Une corne légendaire de la collection Bernard De Leye

Le 06 juillet 2021, par Vanessa Schmitz-Grucker

Il n’y a probablement qu’une seule défense d’éléphant sertie d’or pur, constellée de pierres précieuses et gravées dans l’esprit de Dürer, qui nous soit parvenue. Elle vient d’une collection non moins prestigieuse, celle de Bernard De Leye.

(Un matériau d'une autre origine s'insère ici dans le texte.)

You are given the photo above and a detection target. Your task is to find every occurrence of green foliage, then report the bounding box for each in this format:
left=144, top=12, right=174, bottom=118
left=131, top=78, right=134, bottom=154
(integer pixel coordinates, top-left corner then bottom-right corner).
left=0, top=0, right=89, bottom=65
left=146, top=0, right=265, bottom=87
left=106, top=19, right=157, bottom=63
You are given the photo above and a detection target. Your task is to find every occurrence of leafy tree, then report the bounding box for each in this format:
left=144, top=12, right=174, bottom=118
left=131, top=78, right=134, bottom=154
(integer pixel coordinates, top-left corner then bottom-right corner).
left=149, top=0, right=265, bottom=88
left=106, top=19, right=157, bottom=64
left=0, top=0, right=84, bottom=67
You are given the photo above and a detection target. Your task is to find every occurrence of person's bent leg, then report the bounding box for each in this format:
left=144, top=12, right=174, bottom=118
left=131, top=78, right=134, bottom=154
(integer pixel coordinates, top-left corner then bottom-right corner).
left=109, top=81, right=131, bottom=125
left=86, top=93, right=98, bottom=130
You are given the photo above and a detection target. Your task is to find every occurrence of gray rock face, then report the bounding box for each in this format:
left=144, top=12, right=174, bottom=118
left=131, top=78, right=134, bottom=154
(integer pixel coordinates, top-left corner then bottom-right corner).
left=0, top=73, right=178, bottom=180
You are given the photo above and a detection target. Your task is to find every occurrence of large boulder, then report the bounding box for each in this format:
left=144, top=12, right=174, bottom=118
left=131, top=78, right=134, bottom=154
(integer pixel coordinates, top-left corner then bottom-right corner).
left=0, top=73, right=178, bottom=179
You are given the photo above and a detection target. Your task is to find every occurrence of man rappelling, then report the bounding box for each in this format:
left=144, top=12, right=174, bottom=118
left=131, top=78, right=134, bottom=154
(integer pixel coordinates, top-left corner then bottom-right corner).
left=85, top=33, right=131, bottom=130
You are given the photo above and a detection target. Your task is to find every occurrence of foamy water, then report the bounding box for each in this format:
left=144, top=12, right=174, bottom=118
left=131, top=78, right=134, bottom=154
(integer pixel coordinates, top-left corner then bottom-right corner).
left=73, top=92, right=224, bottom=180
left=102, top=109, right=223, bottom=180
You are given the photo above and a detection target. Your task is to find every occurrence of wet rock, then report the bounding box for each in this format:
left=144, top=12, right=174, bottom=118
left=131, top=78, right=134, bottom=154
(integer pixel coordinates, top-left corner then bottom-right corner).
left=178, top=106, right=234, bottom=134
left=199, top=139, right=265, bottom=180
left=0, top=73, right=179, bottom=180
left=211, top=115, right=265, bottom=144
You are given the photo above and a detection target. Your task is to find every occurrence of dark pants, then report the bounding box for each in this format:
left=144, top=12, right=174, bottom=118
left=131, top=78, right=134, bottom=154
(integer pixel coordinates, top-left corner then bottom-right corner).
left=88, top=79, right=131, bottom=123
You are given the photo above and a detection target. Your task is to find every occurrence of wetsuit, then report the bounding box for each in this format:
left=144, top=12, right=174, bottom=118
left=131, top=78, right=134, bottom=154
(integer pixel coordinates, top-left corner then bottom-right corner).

Travail allemand du XVIe siècle, Corne de licorne du chanoine Andreas von Thüngen, ivoire daté entre 1477 et 1649 (carbone 14), sculpté et orné entre 1550 et 1565, os, or, émail polychrome, pierres précieuses et semi-précieuses, 73 cm, diam. supérieur d’environ 7 cm.
Estimation : 600 000/700 000 

L’ivoire étant rare et onéreux tout au long du Moyen Âge et de la Renaissance, il était presque toujours richement orné et serti de pierres précieuses. Aussi, il est fréquent de rencontrer de petites pièces sculptées au décor abondant d’orfèvrerie et de gemmes. Mais ce travail-ci, sur une défense de soixante-douze centimètres de long, est aussi exceptionnel qu’unique. Au premier regard se dévoile un travail d’orfèvre d’une rare finesse : des camées de cornaline, calcédoine et agate finement gravés de satyres et de figures mythologiques, sans que nous ne sachions à qui nous devons cet ouvrage. Tout juste peut-on supposer qu’il soit du cercle de Wenzel Jamnitzer (1507-1585), orfèvre et graveur allemand à Nuremberg et à la Cour des empereurs du Saint Empire de son époque, de Charles Quint à Rodolphe II. Au second regard, la fonction interroge. L’objet évidé a tout d’une corne à boire, avec son petit opercule affublé de racines de bois de chevreuil et, à l’intérieur de ce dernier, un médaillon rond, émaillé de noir et de blanc, portant les armoiries d’Andreas von Thüngen, de Konrad von Bemelberg et de Georg von Fonsberg. Les deux derniers, des généraux, offrirent la défense au premier, chanoine, en consolation de la perte de ses frères lors des campagnes d’Italie. Issu d’une famille de l’ancienne noblesse, Andreas von Thüngen acquiert une solide éducation à Leipzig avant de rejoindre le chapitre de la cathédrale de Wurtzbourg. Il fait probablement de ce don un objet pour le cabinet de curiosités du château familial, qui se voit ravagé par un incendie en 1536. Au milieu des cendres, comme une miraculée, gît la corne. Von Thüngen y voit un signe divin et s’attelle à la construction d’une légende autour de ce qu’il nommera alors Eingehun, la corne de licorne. C’est là qu’intervient, à son initiative, le travail d’ornementation sur ce qui devait imiter une corne à boire : un remarquable ensemble de gravures de scènes bibliques inspirées par la série de la Grande Passion de Dürer. Pour que ces gravures, aussi fines que denses, soient bien visibles, elles ont été noircies afin de se détacher nettement de l’ivoire. Marquée encore des armoiries de la famille, la corne se mue en emblème des von Thüngen.

Agenda
Relever les pièces d’exception reviendrait à citer l’ensemble des 266 lots qui composent cette collection constituée par Bernard de Leye. L’antiquaire belge, chevalier des Arts et des Lettres, fut nommé président de la Chambre des experts en œuvres d’art de Belgique en 2002, puis de la Brafa de 2009 à 2012. Cette vente est l’opportunité extraordinaire de mettre la main sur des objets d’envergure muséale, principalement d’orfèvrerie, et qui se font dès lors de plus en plus rares sur le marché. Pour n’en retenir que deux exemples : une défense d’éléphant du XVIe siècle, gemmée et gravée de scènes religieuses ayant appartenu à Andreas von Thüngen, chanoine de la cathédrale de Wurtzbourg en Allemagne (600 000/700 000 €) ; ou encore, le bâton de cérémonie du maître d’hôtel de Louis XVI (250 000/280 000 €).